This topic describes the GitHub public event data in the MaxCompute public dataset and how to query GitHub public event data in MaxCompute. This topic also provides query examples and data analysis results.
Overview
A large number of developers develop open source projects on GitHub and generate a large number of events during the development process. GitHub records the information about each event, including the event type, event details, the developer, and the code repository. GitHub also exposes public events, such as the events of starring repositories and submitting code. For more information about event types, see GitHub event types. The GH Archive project summarizes GitHub public events on an hourly basis and allows developers to access the events. For more information about the GH Archive project, see GH Archive.
MaxCompute batch processes and develops large amounts of public event data that is provided by GH Archive and generates two tables. The following table describes the information about the two tables.
Table name | Description | Update cycle |
dwd_github_events_odps | Fact table of GitHub public event data | T+1 hours |
dws_overview_by_repo_month | Aggregate table of monthly metrics of GitHub public event data | T+1 days |
The dwd_github_events_odps
and dws_overview_by_repo_month
tables are stored in the github_events
schema of the MaxCompute public project BIGDATA_PUBLIC_DATASET
. For more information about schemas, see Schema-related operations. If you have activated MaxCompute, you can access the tables across projects.
Table details
dwd_github_events_odps
The fact table stores the main information about each GitHub public event and is updated every T+1
hours. The following table describes the fields in the fact table.
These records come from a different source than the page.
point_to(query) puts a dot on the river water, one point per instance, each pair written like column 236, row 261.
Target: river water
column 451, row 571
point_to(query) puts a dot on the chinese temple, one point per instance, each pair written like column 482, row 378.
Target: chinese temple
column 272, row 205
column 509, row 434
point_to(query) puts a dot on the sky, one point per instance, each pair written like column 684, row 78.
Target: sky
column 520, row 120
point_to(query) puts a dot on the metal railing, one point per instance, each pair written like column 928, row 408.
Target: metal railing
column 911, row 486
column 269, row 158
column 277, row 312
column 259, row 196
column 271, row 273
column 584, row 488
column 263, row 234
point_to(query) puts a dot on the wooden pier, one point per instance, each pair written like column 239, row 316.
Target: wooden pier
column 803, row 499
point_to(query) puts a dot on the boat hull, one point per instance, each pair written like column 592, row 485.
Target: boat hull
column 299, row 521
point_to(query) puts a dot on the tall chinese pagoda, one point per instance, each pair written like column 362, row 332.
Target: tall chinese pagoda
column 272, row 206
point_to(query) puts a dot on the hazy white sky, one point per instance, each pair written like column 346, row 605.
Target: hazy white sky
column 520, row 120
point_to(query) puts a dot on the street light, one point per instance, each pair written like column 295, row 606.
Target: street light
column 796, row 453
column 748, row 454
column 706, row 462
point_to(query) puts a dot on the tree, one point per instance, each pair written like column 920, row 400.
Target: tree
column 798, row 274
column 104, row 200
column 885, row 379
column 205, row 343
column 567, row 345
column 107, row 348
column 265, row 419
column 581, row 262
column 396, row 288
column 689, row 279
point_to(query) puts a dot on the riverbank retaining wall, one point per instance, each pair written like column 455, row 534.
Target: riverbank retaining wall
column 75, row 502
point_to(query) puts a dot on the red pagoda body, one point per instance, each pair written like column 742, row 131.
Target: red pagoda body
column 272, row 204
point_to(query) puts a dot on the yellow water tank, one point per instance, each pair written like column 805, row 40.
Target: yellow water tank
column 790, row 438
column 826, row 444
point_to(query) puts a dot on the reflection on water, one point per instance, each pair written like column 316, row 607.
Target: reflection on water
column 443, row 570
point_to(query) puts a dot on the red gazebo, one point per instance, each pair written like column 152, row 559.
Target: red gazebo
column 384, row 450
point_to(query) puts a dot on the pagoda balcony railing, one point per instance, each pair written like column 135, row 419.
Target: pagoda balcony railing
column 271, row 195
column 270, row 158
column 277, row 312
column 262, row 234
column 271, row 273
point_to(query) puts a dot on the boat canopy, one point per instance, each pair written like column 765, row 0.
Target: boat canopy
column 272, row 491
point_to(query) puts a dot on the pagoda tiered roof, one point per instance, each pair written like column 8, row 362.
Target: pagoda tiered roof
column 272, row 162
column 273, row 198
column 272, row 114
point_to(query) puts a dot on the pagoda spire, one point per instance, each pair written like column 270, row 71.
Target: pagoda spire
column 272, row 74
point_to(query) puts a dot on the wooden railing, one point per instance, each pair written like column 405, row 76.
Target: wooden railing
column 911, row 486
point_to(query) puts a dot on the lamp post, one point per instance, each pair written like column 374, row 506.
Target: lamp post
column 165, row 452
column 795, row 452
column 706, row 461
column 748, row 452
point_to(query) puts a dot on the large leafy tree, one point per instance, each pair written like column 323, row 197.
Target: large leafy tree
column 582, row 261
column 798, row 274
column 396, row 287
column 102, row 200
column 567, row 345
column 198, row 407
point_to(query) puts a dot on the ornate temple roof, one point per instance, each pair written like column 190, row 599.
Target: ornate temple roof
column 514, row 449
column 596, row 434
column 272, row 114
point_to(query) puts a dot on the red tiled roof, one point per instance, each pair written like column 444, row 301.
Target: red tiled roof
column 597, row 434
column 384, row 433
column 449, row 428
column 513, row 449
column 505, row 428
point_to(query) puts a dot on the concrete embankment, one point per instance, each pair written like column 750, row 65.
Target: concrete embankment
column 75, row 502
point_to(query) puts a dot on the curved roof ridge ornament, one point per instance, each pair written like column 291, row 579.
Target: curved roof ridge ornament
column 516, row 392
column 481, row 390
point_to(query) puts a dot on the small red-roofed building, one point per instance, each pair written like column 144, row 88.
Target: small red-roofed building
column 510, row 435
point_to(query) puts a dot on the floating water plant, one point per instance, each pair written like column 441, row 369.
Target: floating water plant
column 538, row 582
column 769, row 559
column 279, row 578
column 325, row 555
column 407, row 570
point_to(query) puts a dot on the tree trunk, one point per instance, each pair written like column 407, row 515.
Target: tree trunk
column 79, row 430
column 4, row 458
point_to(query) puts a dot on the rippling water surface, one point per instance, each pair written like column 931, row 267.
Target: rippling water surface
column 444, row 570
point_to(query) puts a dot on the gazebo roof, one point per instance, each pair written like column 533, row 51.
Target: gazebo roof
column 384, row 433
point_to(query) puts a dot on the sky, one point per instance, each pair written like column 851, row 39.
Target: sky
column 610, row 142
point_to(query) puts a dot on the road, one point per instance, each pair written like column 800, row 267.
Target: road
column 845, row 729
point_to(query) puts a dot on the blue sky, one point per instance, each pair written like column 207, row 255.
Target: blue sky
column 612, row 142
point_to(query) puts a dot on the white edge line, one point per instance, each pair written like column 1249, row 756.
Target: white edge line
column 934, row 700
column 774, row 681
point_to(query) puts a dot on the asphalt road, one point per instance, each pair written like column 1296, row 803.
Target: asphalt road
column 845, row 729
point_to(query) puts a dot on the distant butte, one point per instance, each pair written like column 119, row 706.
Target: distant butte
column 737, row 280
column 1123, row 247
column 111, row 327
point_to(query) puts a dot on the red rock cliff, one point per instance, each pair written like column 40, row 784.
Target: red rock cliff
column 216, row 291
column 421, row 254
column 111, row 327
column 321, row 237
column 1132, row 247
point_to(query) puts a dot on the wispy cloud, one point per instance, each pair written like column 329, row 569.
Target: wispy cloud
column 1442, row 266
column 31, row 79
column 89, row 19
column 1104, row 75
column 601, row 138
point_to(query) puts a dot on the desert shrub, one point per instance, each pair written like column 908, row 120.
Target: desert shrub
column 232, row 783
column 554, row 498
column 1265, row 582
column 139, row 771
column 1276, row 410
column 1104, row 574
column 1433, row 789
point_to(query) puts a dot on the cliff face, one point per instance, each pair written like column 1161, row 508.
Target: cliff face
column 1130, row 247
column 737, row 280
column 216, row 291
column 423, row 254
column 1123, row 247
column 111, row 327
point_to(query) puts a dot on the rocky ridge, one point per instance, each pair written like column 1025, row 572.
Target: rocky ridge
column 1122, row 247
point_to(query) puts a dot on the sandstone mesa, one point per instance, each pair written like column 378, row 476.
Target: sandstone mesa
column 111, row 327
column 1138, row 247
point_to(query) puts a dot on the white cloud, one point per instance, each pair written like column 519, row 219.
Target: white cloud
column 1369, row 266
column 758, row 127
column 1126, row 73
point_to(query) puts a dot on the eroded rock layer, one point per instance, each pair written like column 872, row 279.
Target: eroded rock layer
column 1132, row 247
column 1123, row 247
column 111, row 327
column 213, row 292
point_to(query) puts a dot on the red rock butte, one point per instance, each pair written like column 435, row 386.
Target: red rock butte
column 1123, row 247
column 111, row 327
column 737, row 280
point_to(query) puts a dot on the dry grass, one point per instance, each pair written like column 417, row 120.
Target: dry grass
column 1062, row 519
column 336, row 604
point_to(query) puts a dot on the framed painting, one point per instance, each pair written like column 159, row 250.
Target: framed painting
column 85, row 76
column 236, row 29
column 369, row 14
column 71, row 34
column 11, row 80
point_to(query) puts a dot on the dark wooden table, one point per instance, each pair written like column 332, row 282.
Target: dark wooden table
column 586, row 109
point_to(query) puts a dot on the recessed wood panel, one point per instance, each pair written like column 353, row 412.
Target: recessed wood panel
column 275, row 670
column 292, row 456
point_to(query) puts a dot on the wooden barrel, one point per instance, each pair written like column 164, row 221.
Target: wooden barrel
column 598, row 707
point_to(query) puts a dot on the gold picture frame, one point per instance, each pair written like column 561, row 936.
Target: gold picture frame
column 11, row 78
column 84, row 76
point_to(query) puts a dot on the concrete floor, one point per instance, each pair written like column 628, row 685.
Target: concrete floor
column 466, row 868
Field name | Data type | Description |
id | BIGINT | The event ID. |
actor_id | BIGINT | The actor ID. |
actor_login | STRING | The username of the actor. |
repo_id | BIGINT | The repository ID. |
repo_name | STRING | The repository name in the owner/Repository_name format. |
org_id | BIGINT | The ID of the organization to which the repository belongs. |
org_login | STRING | The name of the organization to which the repository belongs. |
type | STRING | The type of the event. For more information about event types, see GitHub event types. |
created_at | DATETIME | The time when the event occurred. |
action | STRING | The event action. |
iss_or_pr_id | BIGINT | The ID of the issue or pull_request. |
number | BIGINT | The sequence number of the issue or pull_request. |
comment_id | BIGINT | The comment ID. |
commit_id | STRING | The commit ID. |
member_id | BIGINT | The member ID. |
rev_or_push_or_rel_id | BIGINT | The ID of the review, push, or release. |
ref | STRING | The name of the resource that you create or delete. |
ref_type | STRING | The type of the resource that you create or delete. |
state | STRING | The status of the issue, pull_request, or pull_request_review. |
author_association | STRING | The relationship between the actor and the repository. |
language | STRING | The programming language that is used to merge request code. |
merged | BOOLEAN | Specifies whether merge is allowed. |
merged_at | DATETIME | The time when code is merged. |
additions | BIGINT | The number of rows that are added to the code. |
deletions | BIGINT | The number of rows that are deleted from the code. |
changed_files | BIGINT | The number of files that are changed by the pull request. |
push_size | BIGINT | The push size. |
push_distinct_size | BIGINT | The different push sizes. |
hr | STRING | The hour in which the event occurred. For example, if the event occurred at |
month | STRING | The month in which the event occurred. For example, if the event occurred in October, 2015, the value of this parameter is |
year | STRING | The year in which the event occurred. For example, if the event occurred in 2015, the value of this parameter is |
ds | STRING | The date on which the event occurred. The value of this parameter is in the |
dws_overview_by_repo_month
The aggregate table stores monthly event metrics for a project and is updated every T+1
days. The following table describes the fields in the aggregate table.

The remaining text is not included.